Tony Redondo

currency; exchange rates; pound rates; transfers;

by Tony Redondo on November 22, 2010

The pound was steady against both the euro and US dollar on Friday as the much awaited rescue package of Ireland failed to materialise but has fallen this morning when the European markets reopened after the weekend announcement of an up to €90 bn recue package for the stricken Irish economy, the second European bail out in 6 months after the rescue of Greece in May.

The bond markets also welcomed the Irish Republic’s bail out news, with yields on Irish bonds falling below 8%.

In a quiet news day for the UK economy, UK banks and building societies have advised that they do not expect any significant recovery in mortgage lending next year in the UK.

A new vetting process for mortgages could “cement in place restricted… lending”, denying many the chance to buy the homes they want, they added.

The warning comes after figures showed new mortgages last month, at £12.4bn, were the lowest for a decade.

First time buyers are most affected by the lending drought.

Mortgage lending is barely a third of the level of three years ago.

For first time buyers, many who could easily afford the monthly payments on a mortgage are prevented from buying because deposits are so high, he added.

The average down payment for new buyers is 24% of the price.

With key data about the performance of the UK economy over the three months to September 2010 due out on Wednesday, the long expected retracement of the pound against the Euro once the Irish recue is in place could accelerate if Wednesday’s data confirms a slowdown in economic activity in the UK.

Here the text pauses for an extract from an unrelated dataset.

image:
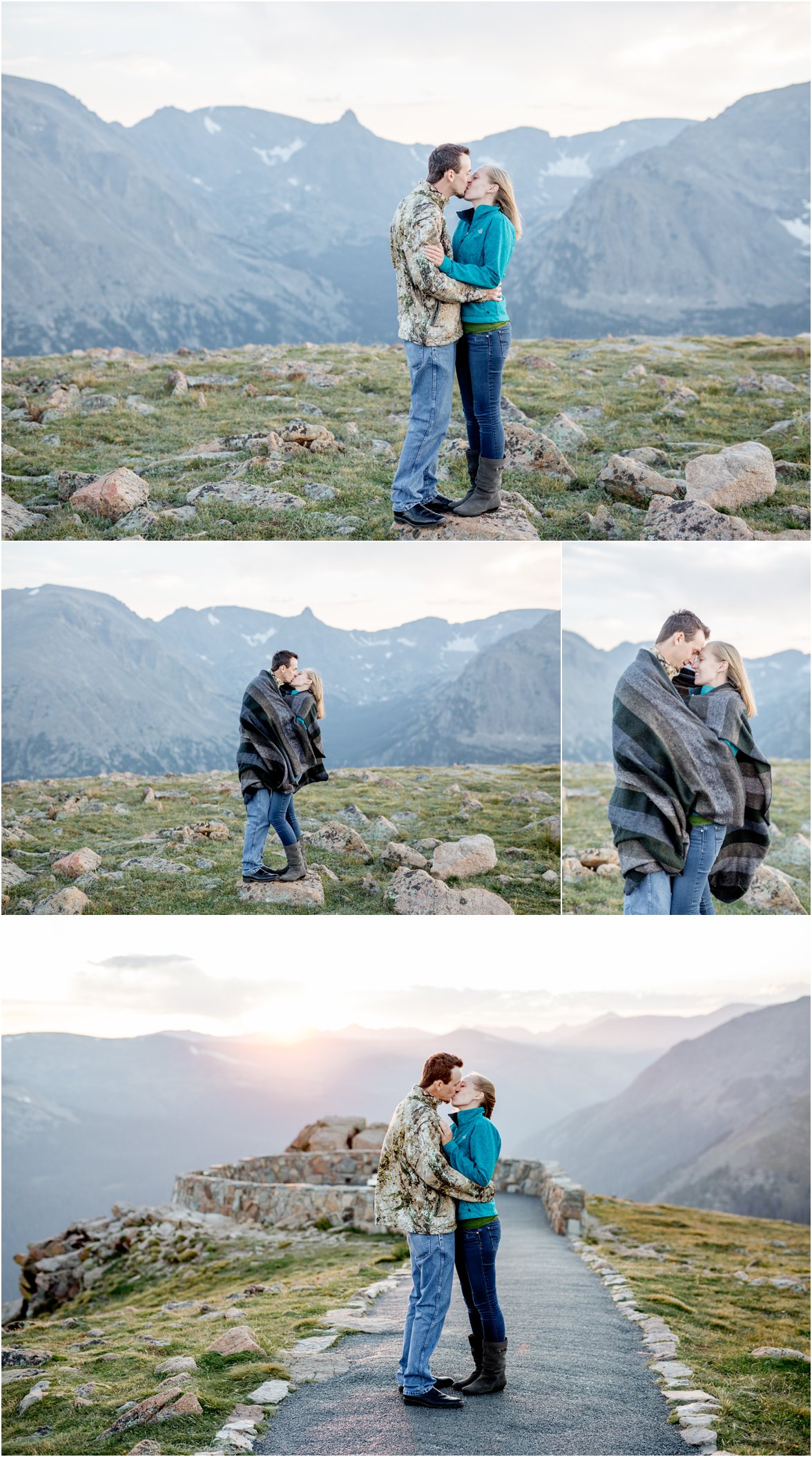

The US dollar fell as China’s main economic planning agency moved to reassure people who fear inflation is getting out of control.

The National Development and Reform Commission (NDRC) said in a statement that the country had “the capacity” to keep prices in check.

There is particular concern about food price inflation, amid suggestions that some people are hoarding commodities.

The muted markets also allowed the pound to pick up against the so called high yielding currencies like the Australian and New Zealand dollars and South African Rand.